満昌寺副住職で、和尚さんバンド「forblue」でドラムを担当する 永井 宗徳さん 大矢部在住 33歳
バンドで奏する心の癒し
○…1194年、三浦大介義明を開基として源頼朝が建立した大矢部の名刹・満昌寺。その第31世住職である父を師僧に、副住職を務める多忙な法務をこなす傍らで趣味の音楽にも親しむ。鍵盤、ギター、ドラムに加え、音源の収録や編集、動画制作など多芸多才。好きなロックや音楽観を語る表情は朗らかだ。
○…寺の長男として生まれ、後継者の自覚が明確に芽生えたのは、仏門に入るための得度式(とくどしき)で坊主頭にした小3の時だ。「見聞を広め、喪失体験による心の傷をケアできる人になりたい」と、県立横須賀高校から早稲田大学人間科学部に進学。禅と同じ仏教がルーツの心を整える手法「マインドフルネス」と出会い、臨床心理学を学んだことで僧侶になる決意を固めた。その後、同大学院文学研究科修士課程を修了、2年前には公認心理師資格も取得した。

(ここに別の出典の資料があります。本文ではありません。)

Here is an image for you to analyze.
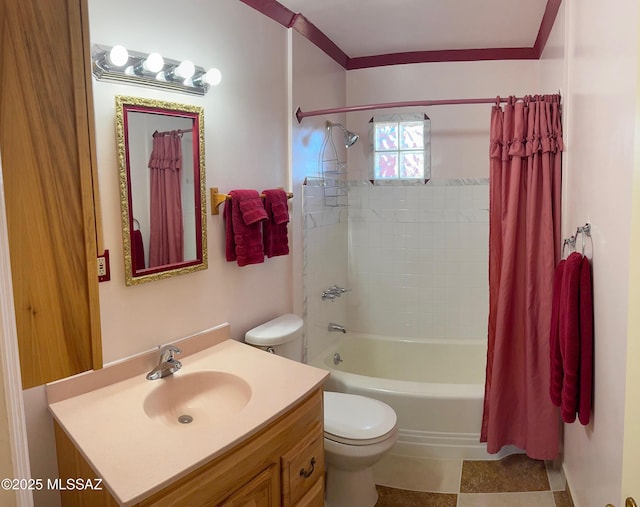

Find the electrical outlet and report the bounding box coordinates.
[98,250,111,282]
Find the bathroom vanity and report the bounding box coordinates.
[47,326,327,507]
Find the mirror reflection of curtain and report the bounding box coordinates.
[149,131,184,268]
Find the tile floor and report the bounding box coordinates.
[374,454,573,507]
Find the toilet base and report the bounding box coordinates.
[324,465,378,507]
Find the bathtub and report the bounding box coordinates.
[309,333,521,459]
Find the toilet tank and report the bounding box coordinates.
[244,313,303,361]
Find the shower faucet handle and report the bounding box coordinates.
[322,285,351,301]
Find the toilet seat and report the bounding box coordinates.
[324,391,397,445]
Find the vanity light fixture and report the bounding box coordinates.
[91,44,222,95]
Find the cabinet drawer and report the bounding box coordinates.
[295,477,324,507]
[282,423,324,507]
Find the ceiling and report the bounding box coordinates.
[241,0,561,69]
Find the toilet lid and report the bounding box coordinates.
[324,391,397,441]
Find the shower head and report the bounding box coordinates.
[327,122,360,148]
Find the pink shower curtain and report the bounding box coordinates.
[481,95,563,459]
[149,132,184,268]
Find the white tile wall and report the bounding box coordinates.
[302,183,349,358]
[348,179,489,339]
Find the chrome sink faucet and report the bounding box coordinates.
[147,345,182,380]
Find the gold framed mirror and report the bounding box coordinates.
[116,95,207,285]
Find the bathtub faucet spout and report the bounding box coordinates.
[328,322,347,333]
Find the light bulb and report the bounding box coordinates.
[109,45,129,67]
[142,53,164,73]
[174,60,196,80]
[202,68,222,86]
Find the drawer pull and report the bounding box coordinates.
[300,458,316,479]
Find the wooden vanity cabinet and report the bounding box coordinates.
[56,389,325,507]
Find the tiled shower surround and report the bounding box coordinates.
[347,179,489,339]
[304,179,489,357]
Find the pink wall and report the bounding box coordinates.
[89,0,295,362]
[556,0,638,507]
[25,0,300,507]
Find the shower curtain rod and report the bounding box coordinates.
[153,129,193,137]
[296,93,559,123]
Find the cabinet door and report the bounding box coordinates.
[219,465,279,507]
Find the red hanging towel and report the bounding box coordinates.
[578,257,593,426]
[224,190,267,266]
[549,259,567,407]
[262,188,289,257]
[559,252,582,423]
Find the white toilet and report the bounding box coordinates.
[245,314,398,507]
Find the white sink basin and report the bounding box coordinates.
[143,371,252,427]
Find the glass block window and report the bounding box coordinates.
[372,114,431,182]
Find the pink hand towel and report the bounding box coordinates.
[549,259,567,407]
[224,190,267,266]
[263,188,289,257]
[578,257,593,426]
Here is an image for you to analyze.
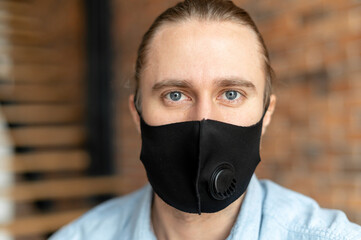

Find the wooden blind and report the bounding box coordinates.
[0,0,126,240]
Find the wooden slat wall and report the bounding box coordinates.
[0,0,124,240]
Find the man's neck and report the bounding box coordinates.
[152,194,244,240]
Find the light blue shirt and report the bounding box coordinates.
[50,176,361,240]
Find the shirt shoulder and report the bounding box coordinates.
[50,185,151,240]
[260,180,361,240]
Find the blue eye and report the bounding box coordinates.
[224,91,239,101]
[168,92,182,101]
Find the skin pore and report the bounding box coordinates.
[129,20,276,240]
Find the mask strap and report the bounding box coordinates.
[133,90,142,117]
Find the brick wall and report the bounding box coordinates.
[113,0,361,224]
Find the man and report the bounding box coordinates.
[52,0,361,240]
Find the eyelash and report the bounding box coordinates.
[161,89,246,104]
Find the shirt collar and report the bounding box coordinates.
[227,174,263,240]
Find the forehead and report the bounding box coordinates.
[141,20,264,91]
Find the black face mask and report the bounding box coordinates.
[140,110,264,214]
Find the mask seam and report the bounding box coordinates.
[196,122,204,215]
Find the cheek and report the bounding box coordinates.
[217,99,263,126]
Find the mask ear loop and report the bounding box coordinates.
[133,89,142,118]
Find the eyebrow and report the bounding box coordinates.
[152,77,256,92]
[152,79,192,91]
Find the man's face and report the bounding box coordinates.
[136,20,265,126]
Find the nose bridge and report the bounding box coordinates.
[194,94,214,121]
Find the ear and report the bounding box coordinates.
[262,94,277,136]
[128,94,140,133]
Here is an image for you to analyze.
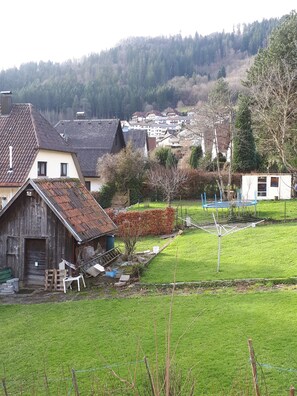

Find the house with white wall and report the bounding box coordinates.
[55,113,126,192]
[241,173,293,200]
[0,91,83,209]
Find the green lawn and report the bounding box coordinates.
[141,223,297,283]
[0,289,297,396]
[115,235,168,253]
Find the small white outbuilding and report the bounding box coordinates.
[241,173,293,200]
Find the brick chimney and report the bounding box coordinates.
[0,91,12,115]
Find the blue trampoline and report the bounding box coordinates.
[201,193,257,209]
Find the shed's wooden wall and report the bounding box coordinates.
[0,191,76,280]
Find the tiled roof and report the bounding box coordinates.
[124,129,147,150]
[55,119,125,177]
[29,179,116,242]
[0,103,73,186]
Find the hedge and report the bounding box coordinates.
[106,207,175,236]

○…友人に勧められたパンクロックバンド「グリーン・デイ」に影響を受け、中3でギターを始めた。初舞台は有志バンドで出た高3の文化祭。大学時代も下北沢などのライブハウスに月1〜2回出演して青春を謳歌した。5年の修行から戻った21年末に、同じ臨済宗建長寺派の僧侶3人でバンド「forblue」を結成。寺社を舞台に袈裟姿で癒しの音を奏でる表現は「奇をてらうわけでなく、僧侶も音楽好きも、どちらも偽りない私達のありのままの姿」
○…満昌寺でのバンドライブは今日、文化の日恒例の「文化財特別公開」が初めて。音楽は「いろいろな人と話せる、人をつなぐコミュニケーションツール」というのが持論で、時には年の離れた檀家らと「1人の音楽好き」としてセッションを楽しむことも。自分らしく地域と絆を結びながら副住職としての経験に還元していく。